Tags / hard sci-fi

"hard sci-fi"

4 BuzzVerdicts across Books (3), TV Shows (1)

Project Hail Mary

4.5

2021 · Andy Weir · 476 pages · Science Fiction

Project Hail Mary is Andy Weir at his most confident and his most emotionally ambitious. The science is dense but accessible, the central relationship hits harder than most readers expect, and the pacing keeps pages turning even when the exposition slows. Secondary characters are thin and the problem-solving tilts optimistic to a fault, but neither issue derails what the book actually sets out to do. It's the kind of science fiction that makes people want to recommend it to friends who don't usually read science fiction, and that's a narrow club to belong to.

The Expanse

4.5

2015 · 6 Seasons · Syfy, Amazon Prime Video · Sci-Fi / Drama

The Expanse is the gold standard for hard science fiction on television, a show that respects physics, respects its audience, and builds one of the most detailed and politically rich futures ever put on screen. Its first season demands patience as it lays the groundwork for a sprawling story across six seasons and 62 episodes, but once the pieces click into place, few shows in any genre deliver this consistently. The three-way political tension between Earth, Mars, and the Belt provides a framework for exploring colonialism, class conflict, and the costs of survival that feels urgently relevant. A truncated final season leaves some threads from the source novels unresolved, which stings. Even so, this is essential viewing for anyone who wants their science fiction to feel like it could actually happen.

The Martian

4.4

2014 · Andy Weir · 369 pages · Science Fiction

Andy Weir's 2014 novel about an astronaut stranded on Mars who has to science his way home is one of the most purely entertaining science fiction novels in years.
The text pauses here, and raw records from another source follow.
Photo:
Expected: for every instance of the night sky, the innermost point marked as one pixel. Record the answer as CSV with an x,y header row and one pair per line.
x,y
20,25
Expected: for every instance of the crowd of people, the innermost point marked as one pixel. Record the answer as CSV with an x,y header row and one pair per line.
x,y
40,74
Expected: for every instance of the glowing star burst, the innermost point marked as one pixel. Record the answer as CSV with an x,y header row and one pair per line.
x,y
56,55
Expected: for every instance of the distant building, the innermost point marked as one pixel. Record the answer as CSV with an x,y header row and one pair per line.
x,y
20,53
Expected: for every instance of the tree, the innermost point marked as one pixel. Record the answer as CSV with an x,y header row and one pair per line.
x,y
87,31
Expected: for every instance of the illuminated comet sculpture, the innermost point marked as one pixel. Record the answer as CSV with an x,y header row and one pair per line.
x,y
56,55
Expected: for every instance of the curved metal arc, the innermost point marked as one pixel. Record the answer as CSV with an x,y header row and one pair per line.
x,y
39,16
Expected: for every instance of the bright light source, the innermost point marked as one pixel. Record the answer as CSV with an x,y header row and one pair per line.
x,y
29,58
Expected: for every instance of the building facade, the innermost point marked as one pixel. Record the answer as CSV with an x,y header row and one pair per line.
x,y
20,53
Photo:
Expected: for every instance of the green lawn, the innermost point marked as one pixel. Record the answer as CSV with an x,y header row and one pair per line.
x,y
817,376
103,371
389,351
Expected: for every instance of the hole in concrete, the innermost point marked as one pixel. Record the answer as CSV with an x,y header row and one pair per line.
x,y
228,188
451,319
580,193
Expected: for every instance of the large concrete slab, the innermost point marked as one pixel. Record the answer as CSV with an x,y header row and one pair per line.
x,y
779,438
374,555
The problem-solving is addictive, Mark Watney's voice is consistently funny without undermining the danger, and Weir's commitment to scientific accuracy gives the survival scenarios real weight. The Earth-based chapters are less compelling than Watney's log entries, and the novel's emotional range is narrower than its technical range. But as a celebration of human ingenuity, practical problem-solving, and the stubborn refusal to die quietly, The Martian is irresistible.

The Three-Body Problem

4.0

2008 · Liu Cixin · 400 pages · Science Fiction

Liu Cixin's Hugo Award-winning novel is a rare piece of hard science fiction that treats physics as a source of genuine narrative tension. The Cultural Revolution framing gives it historical weight that most first-contact stories lack, and the ideas at its core are staggering in scope. Ken Liu's translation handles the shift between languages with real skill. The novel demands patience from readers during its early chapters, and its characters serve as vehicles for ideas rather than as fully realized people. But for readers willing to meet the book on its terms, the payoff is a vision of the universe that reshapes how you think about humanity's place in it.